Ikhbar.com: Mustasyar sekaligus Mantan Ketua Umum (Ketum) Pengurus Besar Nahdlatul Ulama (PBNU), Prof. Dr. KH Said Aqil Siroj, atau karib disapa Buya Said, menyebut pemupukan semangat nasionalisme yang religius penting dalam upaya menjaga persatuan dan kesatuan bangsa.
Pernyataan itu diungkapkan dalam orasi ilmiah pada Sidang Terbuka Sekolah Tinggi Ilmu Kesehatan (STIKes) KHAS Kempek Cirebon, Jawa Barat angkatan I, pada Kamis, 18 Juli 2024.

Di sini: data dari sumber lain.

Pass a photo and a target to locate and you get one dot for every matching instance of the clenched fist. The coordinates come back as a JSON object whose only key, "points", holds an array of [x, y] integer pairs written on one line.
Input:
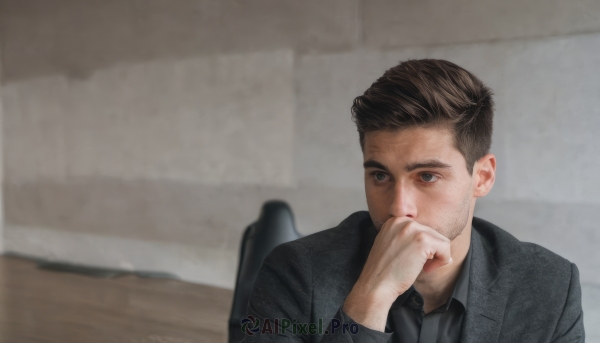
{"points": [[402, 249]]}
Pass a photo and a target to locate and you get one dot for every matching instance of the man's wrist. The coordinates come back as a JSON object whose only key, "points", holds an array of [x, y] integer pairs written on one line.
{"points": [[369, 309]]}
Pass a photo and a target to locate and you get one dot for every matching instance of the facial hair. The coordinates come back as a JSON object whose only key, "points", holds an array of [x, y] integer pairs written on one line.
{"points": [[458, 223]]}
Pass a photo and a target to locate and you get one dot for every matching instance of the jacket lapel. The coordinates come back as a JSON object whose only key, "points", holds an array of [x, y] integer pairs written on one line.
{"points": [[485, 307]]}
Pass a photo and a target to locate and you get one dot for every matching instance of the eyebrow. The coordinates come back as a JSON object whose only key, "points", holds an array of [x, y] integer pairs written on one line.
{"points": [[432, 164]]}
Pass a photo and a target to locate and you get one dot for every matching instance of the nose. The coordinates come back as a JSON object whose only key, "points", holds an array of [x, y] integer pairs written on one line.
{"points": [[403, 202]]}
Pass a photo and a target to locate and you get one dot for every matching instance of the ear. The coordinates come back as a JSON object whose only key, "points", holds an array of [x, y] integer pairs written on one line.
{"points": [[484, 175]]}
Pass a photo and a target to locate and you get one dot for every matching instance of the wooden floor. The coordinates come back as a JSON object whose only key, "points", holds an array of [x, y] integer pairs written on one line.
{"points": [[46, 306]]}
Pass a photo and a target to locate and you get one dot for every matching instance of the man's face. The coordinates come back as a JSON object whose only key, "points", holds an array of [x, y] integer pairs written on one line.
{"points": [[417, 172]]}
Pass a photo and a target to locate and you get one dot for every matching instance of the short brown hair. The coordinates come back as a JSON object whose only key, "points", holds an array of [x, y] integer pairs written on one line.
{"points": [[430, 93]]}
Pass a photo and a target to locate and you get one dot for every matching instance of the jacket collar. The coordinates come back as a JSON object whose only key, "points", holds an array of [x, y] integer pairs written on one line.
{"points": [[485, 313]]}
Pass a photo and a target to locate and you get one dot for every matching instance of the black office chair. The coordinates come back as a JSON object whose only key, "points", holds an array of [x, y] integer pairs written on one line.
{"points": [[274, 226]]}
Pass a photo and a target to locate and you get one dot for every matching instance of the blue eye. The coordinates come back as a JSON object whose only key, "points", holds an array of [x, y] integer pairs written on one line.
{"points": [[428, 177]]}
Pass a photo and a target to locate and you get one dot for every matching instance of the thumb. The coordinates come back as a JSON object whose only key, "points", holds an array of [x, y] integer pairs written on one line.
{"points": [[435, 263]]}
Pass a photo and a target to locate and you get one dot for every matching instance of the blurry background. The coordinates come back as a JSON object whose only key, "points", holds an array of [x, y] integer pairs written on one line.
{"points": [[147, 134]]}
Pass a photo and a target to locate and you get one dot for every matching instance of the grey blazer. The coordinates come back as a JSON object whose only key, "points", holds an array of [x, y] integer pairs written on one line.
{"points": [[518, 292]]}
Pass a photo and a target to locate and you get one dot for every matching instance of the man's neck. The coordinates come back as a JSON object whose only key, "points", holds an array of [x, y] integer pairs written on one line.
{"points": [[436, 287]]}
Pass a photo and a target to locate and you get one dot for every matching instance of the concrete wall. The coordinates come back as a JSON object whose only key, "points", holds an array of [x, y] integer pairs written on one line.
{"points": [[147, 134]]}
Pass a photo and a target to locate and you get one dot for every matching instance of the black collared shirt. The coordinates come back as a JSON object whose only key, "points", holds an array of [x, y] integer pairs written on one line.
{"points": [[407, 323], [442, 325]]}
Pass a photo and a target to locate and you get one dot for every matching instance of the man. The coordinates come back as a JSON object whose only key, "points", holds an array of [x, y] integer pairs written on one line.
{"points": [[418, 267]]}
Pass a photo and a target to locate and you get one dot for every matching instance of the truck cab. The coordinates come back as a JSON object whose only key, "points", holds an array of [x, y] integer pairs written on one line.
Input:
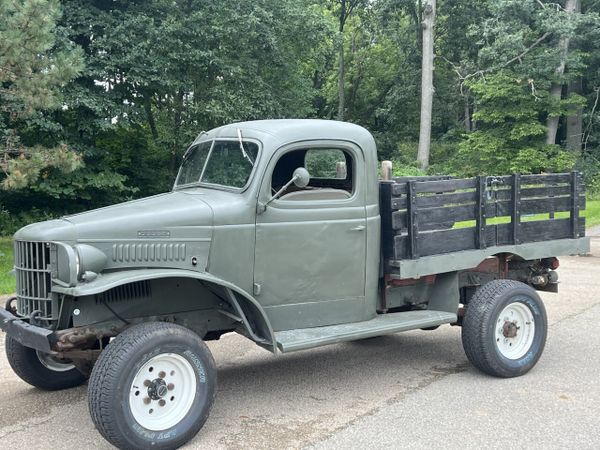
{"points": [[282, 231]]}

Pada tahun 1924, Khilafah Utsmaniyah dibubarkan. Khalifah terakhirnya, Abdul Majid, dibuang ke Jerman oleh seorang ideolog sekuler bernama Mustafa Kemal Atatürk,” jelasnya.
Baca: Wisuda Perdana STIKes KHAS Kempek Cirebon Lahirkan Praktisi Kesehatan Bermental Aswaja
Masa kelam negara Islam
Lebih lanjut, Buya Said menguraikan kondisi negara-negara Islam yang pada masa itu berada di bawah penjajahan asing.
“Pada masa itu, hampir seluruh wilayah negeri Islam sedang dalam penjajahan. Irak, Mesir, dan Sudan dijajah Inggris. Suriah, Lebanon, Aljazair, dan Tunis dijajah Prancis. Sementara Indonesia dijajah Belanda,” katanya.
Setelah bubarnya sistem kekhilafahan, berbagai bangsa di dunia Islam pun dituntut untuk berjuang mencapai kemerdekaan dengan konsep nation-state (negara bangsa).
Buya Said menjelaskan, setiap bangsa berjuang mencapai kemerdekaan dengan modal ikatan budaya, kesamaan visi misi, serta ditopang keyakinan agama sehingga lahir konsep nation-state yang datang dari Perancis melalui Ernest Renan.
Ia juga menyinggung munculnya partai politik pertama di dunia Arab yang bersifat nasionalis sekuler.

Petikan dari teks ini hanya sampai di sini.